The reaction to the note was as telling as anything that had happened so far. Sure, I was flattered by all the compliments – people writing that I deserved the distinction – but the congratulations and mentions of "instalebrity" made it seem as if I had actually achieved something or strived for this all attention all along.
Damien Florébert Cuypers, a New York-based illustrator who was among the other users featured by Instagram during the same two-week period, expresses an identical range of reactions, including how our vastly increased audience signalled quantity, not quality. "They happen to be the weirdest people in the world," he declares.
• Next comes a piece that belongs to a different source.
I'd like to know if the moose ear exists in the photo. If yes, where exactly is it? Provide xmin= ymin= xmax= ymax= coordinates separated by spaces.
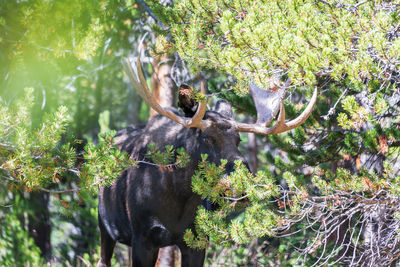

He's right. By and large, they are kids sticking out their tongues in bedroom selfies, a multicultural array of trolls (seriously, what's with the Guy Fawkes masks), a few softcore porn creeps, some scary accounts filled with automatic weapons and people posting pathetically unconvincing weight-loss/workout photos. We commiserated over how what seemed like a great opportunity resulted in an inflated and infiltrated tally of strangers. Moreover, he pointed out that the people whose likes meant something to him in the past became "diluted in this mass of anonymity."
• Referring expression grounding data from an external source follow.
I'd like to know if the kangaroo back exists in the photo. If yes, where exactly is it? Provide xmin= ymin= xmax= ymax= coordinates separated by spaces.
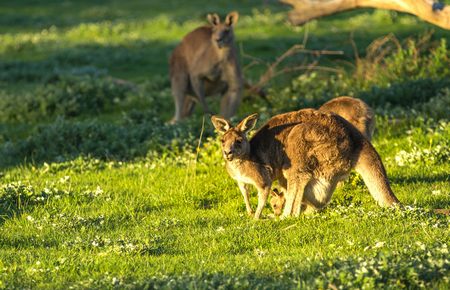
xmin=354 ymin=139 xmax=400 ymax=207
xmin=319 ymin=96 xmax=375 ymax=141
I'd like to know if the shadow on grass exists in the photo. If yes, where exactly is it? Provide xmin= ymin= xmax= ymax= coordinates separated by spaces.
xmin=0 ymin=0 xmax=282 ymax=33
xmin=391 ymin=173 xmax=450 ymax=209
xmin=391 ymin=173 xmax=449 ymax=185
xmin=132 ymin=252 xmax=450 ymax=289
xmin=0 ymin=117 xmax=210 ymax=170
xmin=0 ymin=182 xmax=48 ymax=226
xmin=0 ymin=40 xmax=176 ymax=82
xmin=0 ymin=38 xmax=201 ymax=169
So what now, I asked? "I find it worrying in terms of what this massive culture of branding yourself has become," he says. And yet, he admits that he wouldn't mind if this translated to new work. "Honestly, if I go to a party to make a drawing for Instagram and get paid $5,000, yes, of course [I'd do it]."
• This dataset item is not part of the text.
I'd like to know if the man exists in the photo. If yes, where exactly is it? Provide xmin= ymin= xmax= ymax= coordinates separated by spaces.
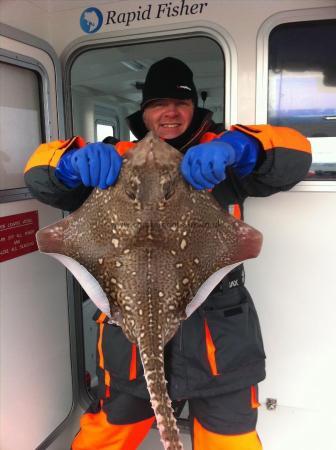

For Lindsey Tramuta (disclosure: a Paris pal), the influx of followers she's experienced from her @Lostncheeseland account being featured as an Instagram suggested user in January, as well as appearing on other lists of top Paris bloggers, serves as an effective tool to raise awareness about her upcoming book. As someone who has worked with brands on social media strategy, she also noted that brands are misguided if they think only in terms of numbers. "I am seeing more and more people with small audiences and high engagement, and if people are using Instagram to market themselves, that's more valuable."
As someone who posted photos truly for the sake of posting photos and yes, because a like from a friend or peer counts as a spark of superficial validation – I am relieved to no longer be pursued so aggressively in a way that felt out of control (I've even shed a few hundred followers!).
Still, I haven't been able to shake the constant impulse to check in on my account – I've looked about 15 times while writing this piece. I keep thinking of The Circle, in which author Dave Eggers channelled some potent observations on social media through the character Mercer, an off-grid chandelier artisan whose ex-girlfriend, the protagonist, works at the world's most powerful internet company. Observing people's addiction to social media, he says, "There's this new neediness – it pervades everything. It's just a very different planet."